High on Fire: Spitting Fire

High on Fire
Spitting Fire
eOne
2013-06-18

“Double-live album” is almost a punchline in rock music. In many cases, it’s regarded as an overindulgent money grab on fans, primarily designed to burn off one album from a contractual obligation to a record company. However, the bombast that is packed into a double-live album has yielded some of the most beloved live albums in rock (see KISS’s Alive!, Deep Purple’s Made in Japan, Iron Maiden’s Live After Death, and more recently, Wilco’s Kicking Television).

In an interview with Exclaim!, lead singer Matt Pike said, “it was time for a live album.” That statement pretty much sums up Spitting Fire. It gives listeners a two-hour punch of High on Fire’s traditional furnace-intense sludge, but overall, it feels like the reflexive gesture of putting out a live album because that’s just what bands do when they reach a certain number of albums.

Still, for reflexing gestures, Spitting Fire has the power and the subtlety of a pile-driver. To state the obvious, listeners get the live versions (in fairly equal representation) of High on Fire’s albums. But unlike many live albums in the metal cannon, there are no extended guitar or drum solos, no reinventing of certain songs for the live environment, and virtually no crowd banter. The closest thing you get to banter in Spitting Fire is Pike screaming out the title of the next song, and him thanking the crowd before going into the final song, “Snakes for the Divine”.

Spitting Fire was recorded from two shows in New York City: one at the Bowery Ballroom, the second at the Music Hall of Williamsburg. Though both venues are far from an adversarial environment, the choice of venues seems like High on Fire’s answer to fringe accusations from the metal community that High on Fire are less a metal band and fall more into the much-derided “hipster metal” category. The two hours on Spitting Fire seem like a bruising answer to such charges.

The loyal treatment High on Fire gives to almost all of their songs in the live environment doesn’t yield much for new surprises. However, in terms of highlights, “DII”, “Fury Whip”, and the one-two closer of “Blood from Zion” and “Snakes for the Divine” are standouts, thanks not only to Pike’s guitar work, but drummer Den Kensel and bassist Jeff Matz.

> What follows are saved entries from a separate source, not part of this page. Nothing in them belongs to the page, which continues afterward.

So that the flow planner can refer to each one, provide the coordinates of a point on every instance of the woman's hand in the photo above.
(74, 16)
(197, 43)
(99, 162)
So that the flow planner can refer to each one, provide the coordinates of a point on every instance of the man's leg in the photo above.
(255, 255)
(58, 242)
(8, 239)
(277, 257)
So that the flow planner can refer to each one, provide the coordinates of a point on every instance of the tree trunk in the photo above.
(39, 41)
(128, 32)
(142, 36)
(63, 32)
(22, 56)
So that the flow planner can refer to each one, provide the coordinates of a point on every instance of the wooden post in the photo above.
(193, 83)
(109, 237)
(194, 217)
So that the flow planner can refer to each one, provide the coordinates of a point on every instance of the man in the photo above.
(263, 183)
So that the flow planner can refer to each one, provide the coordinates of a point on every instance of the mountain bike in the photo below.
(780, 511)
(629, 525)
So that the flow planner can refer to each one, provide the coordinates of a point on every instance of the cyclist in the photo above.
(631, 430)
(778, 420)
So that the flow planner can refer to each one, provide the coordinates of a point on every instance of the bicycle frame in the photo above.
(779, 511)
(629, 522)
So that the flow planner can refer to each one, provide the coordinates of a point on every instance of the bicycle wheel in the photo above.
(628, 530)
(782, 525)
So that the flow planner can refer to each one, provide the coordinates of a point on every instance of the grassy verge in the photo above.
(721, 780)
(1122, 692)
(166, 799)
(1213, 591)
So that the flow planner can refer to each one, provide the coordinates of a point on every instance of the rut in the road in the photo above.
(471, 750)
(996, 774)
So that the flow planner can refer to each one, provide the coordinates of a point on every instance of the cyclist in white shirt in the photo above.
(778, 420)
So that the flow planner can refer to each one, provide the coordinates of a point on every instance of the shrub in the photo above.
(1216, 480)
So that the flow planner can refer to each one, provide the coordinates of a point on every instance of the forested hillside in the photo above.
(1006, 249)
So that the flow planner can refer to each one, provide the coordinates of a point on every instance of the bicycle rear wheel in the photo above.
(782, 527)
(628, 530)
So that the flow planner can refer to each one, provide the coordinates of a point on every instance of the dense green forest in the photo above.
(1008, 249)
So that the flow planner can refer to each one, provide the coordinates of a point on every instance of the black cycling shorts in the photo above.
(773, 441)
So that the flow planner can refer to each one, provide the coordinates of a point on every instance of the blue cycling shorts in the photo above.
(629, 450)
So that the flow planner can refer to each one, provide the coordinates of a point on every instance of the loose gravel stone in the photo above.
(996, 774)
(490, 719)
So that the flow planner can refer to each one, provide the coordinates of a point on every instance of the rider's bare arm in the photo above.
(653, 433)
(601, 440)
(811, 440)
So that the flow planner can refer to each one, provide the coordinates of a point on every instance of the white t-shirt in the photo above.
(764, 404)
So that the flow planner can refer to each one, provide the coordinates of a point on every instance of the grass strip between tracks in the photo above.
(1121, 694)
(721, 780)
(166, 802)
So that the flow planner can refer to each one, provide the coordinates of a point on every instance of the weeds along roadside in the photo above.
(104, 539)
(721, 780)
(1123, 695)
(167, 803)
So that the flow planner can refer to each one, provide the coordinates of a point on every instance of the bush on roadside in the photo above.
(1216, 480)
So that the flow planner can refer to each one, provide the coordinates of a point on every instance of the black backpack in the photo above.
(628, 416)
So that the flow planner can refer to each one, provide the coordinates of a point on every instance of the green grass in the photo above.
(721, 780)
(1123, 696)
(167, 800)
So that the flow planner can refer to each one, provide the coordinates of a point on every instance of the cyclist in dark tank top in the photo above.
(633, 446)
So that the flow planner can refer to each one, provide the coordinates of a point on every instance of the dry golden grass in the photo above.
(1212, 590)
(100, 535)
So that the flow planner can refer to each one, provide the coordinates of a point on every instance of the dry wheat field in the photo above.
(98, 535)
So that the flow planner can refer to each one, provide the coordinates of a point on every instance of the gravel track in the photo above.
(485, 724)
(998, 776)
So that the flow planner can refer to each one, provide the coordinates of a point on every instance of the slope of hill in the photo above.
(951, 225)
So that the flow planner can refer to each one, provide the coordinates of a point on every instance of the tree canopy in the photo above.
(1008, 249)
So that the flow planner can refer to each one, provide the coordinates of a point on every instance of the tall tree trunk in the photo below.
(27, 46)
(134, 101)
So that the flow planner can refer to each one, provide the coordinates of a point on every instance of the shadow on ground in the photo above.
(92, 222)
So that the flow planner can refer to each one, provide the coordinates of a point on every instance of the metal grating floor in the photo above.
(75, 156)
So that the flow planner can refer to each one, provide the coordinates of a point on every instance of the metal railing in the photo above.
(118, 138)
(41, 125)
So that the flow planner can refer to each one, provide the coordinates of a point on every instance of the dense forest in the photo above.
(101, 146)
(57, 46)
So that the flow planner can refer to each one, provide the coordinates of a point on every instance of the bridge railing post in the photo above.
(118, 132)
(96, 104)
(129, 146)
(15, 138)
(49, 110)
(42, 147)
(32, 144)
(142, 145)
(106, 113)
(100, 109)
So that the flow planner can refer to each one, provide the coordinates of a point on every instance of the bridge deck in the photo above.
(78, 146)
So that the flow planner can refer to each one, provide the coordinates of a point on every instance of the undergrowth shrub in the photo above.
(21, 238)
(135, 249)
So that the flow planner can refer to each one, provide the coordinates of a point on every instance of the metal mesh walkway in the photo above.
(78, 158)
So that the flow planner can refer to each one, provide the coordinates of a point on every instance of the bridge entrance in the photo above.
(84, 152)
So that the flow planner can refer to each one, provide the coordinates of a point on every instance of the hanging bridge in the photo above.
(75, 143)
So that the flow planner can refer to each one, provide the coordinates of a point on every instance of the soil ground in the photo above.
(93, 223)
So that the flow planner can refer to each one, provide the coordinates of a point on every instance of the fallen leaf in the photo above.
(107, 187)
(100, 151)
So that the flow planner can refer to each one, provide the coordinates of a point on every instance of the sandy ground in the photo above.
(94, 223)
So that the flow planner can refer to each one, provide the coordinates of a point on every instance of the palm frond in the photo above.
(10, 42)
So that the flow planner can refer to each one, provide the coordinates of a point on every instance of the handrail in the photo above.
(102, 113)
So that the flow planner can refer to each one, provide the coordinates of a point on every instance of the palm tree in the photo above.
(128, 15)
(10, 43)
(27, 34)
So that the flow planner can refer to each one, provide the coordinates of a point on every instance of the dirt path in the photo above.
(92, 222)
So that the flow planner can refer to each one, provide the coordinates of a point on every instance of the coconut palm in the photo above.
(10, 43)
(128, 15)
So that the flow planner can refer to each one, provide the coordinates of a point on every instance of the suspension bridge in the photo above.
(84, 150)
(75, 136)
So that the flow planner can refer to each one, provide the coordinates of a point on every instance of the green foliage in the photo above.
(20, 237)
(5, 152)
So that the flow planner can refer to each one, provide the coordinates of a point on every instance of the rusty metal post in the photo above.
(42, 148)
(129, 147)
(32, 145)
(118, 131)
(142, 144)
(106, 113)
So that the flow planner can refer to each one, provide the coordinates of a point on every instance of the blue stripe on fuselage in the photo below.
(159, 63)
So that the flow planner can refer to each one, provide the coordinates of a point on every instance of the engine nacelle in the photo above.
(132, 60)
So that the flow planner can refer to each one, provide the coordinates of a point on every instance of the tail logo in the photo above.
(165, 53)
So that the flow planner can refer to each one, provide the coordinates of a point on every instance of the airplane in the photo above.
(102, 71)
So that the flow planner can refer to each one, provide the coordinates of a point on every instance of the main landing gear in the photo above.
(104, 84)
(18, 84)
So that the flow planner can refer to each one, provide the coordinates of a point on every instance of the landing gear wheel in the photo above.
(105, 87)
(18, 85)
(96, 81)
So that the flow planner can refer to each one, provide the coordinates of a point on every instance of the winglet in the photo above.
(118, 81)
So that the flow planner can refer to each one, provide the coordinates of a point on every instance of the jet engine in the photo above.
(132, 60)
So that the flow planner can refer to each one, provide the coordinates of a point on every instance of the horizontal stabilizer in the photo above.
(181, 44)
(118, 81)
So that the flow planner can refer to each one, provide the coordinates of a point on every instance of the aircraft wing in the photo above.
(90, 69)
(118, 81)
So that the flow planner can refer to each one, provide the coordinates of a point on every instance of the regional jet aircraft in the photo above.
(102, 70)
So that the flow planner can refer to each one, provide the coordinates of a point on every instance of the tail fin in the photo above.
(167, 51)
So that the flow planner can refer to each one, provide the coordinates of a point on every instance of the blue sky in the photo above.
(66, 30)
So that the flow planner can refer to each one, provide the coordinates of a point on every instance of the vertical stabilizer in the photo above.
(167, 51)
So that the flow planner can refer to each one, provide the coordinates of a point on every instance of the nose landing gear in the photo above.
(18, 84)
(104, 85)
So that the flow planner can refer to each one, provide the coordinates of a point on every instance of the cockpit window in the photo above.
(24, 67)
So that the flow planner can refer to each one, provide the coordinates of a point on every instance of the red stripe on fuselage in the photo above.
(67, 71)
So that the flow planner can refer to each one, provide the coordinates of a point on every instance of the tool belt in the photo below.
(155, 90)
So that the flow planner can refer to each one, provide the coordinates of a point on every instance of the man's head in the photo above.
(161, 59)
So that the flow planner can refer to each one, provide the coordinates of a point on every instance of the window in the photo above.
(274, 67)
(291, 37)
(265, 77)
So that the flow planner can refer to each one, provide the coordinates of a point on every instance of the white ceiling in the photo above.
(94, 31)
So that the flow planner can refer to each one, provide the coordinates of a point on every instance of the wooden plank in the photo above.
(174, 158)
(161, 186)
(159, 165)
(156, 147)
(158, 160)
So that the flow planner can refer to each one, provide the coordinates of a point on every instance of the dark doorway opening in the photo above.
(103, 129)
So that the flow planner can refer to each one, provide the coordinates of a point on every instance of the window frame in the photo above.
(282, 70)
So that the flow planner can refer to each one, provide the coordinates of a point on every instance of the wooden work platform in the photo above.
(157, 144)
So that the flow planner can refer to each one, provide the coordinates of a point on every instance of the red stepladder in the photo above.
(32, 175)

As a double-disc, Spitting Fire falls into the “recommended for fans” category. For new initiates, there are too many studio albums that could qualify as “greatest hits” collections (see Death Is the Communion and last year’s De Vermis Mysteriis). But for a testament of what High on Fire are capable of doing in a live environment, Spitting Fire makes a helluva pitch for your concert-going budget if these guys are anywhere close to your area.